Some nice waves rolling through in Plimmerton the last few days. Nice air to be had, stuck my first "crazy pete" (half back loop with sail flip). Received a royal bitch slapping on a goiter attempt.

Monday, October 09, 2006

Killer Weekend

Despite the chore of moving flats, I was still granted 2 day passes and got out for a couple of fun freestyle sessions in the Ditch.

Saturday dished out fine northerlies at 25-30knots, sunday about 20-25. Not too shabby. Tom Taylor is back from Dunedin, and showing us all how to do anything and everything. I witnessed a bunch of flakas, ponches and shaka attempts. Pretty sweet. Another visiting french sailor was also dishing out some 540s, grubbies and clew-first grubbies.

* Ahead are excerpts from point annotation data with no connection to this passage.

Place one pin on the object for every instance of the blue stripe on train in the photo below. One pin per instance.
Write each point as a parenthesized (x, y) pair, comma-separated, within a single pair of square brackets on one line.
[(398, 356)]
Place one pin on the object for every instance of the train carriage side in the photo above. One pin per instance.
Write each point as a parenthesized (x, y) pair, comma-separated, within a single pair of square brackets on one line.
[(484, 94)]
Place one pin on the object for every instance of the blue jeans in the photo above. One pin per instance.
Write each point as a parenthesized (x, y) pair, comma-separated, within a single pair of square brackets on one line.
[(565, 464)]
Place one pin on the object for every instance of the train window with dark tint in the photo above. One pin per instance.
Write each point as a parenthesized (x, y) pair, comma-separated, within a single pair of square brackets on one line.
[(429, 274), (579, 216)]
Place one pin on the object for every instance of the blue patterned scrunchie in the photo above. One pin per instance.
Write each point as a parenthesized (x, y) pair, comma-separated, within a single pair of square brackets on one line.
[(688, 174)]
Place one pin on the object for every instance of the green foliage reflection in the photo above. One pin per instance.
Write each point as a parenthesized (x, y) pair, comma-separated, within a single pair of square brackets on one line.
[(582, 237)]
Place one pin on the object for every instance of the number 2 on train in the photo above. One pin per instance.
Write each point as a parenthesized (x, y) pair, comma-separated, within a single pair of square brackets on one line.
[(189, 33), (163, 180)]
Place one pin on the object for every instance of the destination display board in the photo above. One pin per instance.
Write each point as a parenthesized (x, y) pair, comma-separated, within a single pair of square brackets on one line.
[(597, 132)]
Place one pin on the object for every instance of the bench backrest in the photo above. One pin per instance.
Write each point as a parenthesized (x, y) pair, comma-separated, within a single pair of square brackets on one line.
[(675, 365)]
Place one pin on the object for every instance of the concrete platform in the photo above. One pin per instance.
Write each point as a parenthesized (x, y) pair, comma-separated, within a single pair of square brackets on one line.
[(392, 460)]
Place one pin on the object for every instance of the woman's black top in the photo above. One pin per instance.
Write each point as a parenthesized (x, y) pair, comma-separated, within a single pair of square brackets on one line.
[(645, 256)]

The work on the shakas begins. I tried lots on both days and can tell this is a trick that will take a while. Leland happened to mention that it was known, on Maui, to be called the impossible trick. Well - its not!!! So I gotta learn them. They are certainly fun to try!

Thursday, October 05, 2006

Lyall Bay delivers...

It was general insanity out there, and I got spanked and had my ass handed to me on several occassions. Lyall Bay went off the charts yesterday... big big swell, well over mast high in some sets, and winds 35knots gusting to 45-50.

I got down there at 5 o'clock, no-one else out, and it was windy as hell. Waves were breaking across the bay. Rigged the 3.7 flat and hit the waves. At first, with full strength, I did alright. One of my first waves out the back was enormous and I went for the sky. Not really wanting to, it just shot me into a backloop rotation. It was one of those where it could have been pulled back straight, but what the hell... needless to say, it was a high-altitude bail out. Its cool though, since being here, starboard jumping is feeling a lot more comfortable for me.

I sailed for about half and hour, snagging some front side hits and bigs airs, but it was too over the top for me to try any forwards or other tricks. About 1/2hr in is when I botched my first crucial chicken jibe and went down. My kit was no-where to be seen. I was in the middle of the bay, and a long swim from the beach. I could catch glimpses of my gear about 30-40m ahead of me, but there was no way I could catch it! The swimming was hard and the rip was strong. After about 10 minutes, my kit hit the beach and another 5 minutes later, I made it to shore like a soggy puppy. The walk of shame ensued...

I took a rest while Lawrence rigged up his 4.1. Lawrence was killing it, sailing as if it wasn't 35 knots - there is no way I could've held down a 4.1! I could barely hold onto the 3.7. Lawrence made it out no problems and sailed like a veteran king. Woo showed up a bit later and rigged his spanky new 4.0 and did the same, dishing out a number of controlled forwards off the shorebreak. A brilliant demonstration of sailors with a LOT of experience in these kind of crazy conditions.

I went out a couple more times with similar results. Thankfully, I never had that frickin' long swim again, but just held onto the rig for dear life as we got thrashed in the churning froth. I am thankful I did not break anything, including myself. Within a short while later, the winds just ramped up a notch more and blew us off the water. I was happy that I could at least get a couple of shmacks on small inside waves before calling it quits.

It was just one of those days that showed me how immature my sailing really is, and that I need to get those chicken jibes sorted. ARGH! Nothing more frustrating that botching those chicken jibes. This day was probably one of the most challenging days on the water I have ever had.

It was great just to have given it a shot! YEAH! Lyall Bay rocks!